RG1 – CMOS-RRAM Analog Integrated Circuits for AI Accelerators
Machine learning (ML), especially deep learning (DL) algorithms, has been evolved rapidly as one of the main pivotal topics in artificial intelligence (AI) and has been proven to be a remarkably powerful tool in a wide spectrum of intelligent information processing applications e.g. image and speech recognition. DL systems are built on the basis of bio-inspired computational models which requires driving a large number of connected computing units in parallel. These systems need a large amount of data for training and processing and to unlock their potential specialized DL hardware needs to be developed.

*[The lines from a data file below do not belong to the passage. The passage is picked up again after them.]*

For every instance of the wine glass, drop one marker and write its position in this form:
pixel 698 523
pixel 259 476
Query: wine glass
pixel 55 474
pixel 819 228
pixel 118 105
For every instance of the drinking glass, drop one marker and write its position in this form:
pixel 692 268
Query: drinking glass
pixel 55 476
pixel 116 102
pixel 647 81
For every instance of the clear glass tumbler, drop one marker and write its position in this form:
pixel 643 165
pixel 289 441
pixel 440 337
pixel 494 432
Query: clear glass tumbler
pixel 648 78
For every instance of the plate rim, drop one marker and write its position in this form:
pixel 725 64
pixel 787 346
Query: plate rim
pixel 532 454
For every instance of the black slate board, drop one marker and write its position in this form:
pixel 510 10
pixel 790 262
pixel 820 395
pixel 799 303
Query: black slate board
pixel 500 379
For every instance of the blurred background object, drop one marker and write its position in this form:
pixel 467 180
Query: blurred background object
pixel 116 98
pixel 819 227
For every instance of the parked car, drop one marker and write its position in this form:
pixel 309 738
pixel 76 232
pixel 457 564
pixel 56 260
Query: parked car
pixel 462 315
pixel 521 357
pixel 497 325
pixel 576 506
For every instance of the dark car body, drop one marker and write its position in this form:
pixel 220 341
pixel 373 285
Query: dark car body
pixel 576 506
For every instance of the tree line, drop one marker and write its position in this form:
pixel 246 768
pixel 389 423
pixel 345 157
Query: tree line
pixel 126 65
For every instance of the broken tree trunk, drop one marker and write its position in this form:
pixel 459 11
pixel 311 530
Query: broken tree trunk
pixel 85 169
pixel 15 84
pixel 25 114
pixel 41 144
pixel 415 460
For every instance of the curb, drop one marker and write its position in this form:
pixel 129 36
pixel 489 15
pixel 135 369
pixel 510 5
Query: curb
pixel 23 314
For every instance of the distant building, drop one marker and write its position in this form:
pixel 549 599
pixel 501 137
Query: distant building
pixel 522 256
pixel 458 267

Conventional computing platforms, specially von-Neumann-based computing architectures, are seriously suffering from the limited data bandwidth between processing units and memory which makes them incompatible for big data processing and implementing state-of-the-art ML algorithms with extensive large sets of parameters. Also, from the technology point of view, complementary metal-oxide-semiconductor (CMOS) technology scaling is reaching its limits based on Moore’s law, and designing an ultra-efficient computing platform requires a scalable device that has the potential to reach higher density than the current CMOS footprint. Therefore, efficient design for specialized AI hardware will be deciphered by exploiting emerging technologies toward new computing paradigms and benefiting from software innovations to maintain a balance for both functionality and performance.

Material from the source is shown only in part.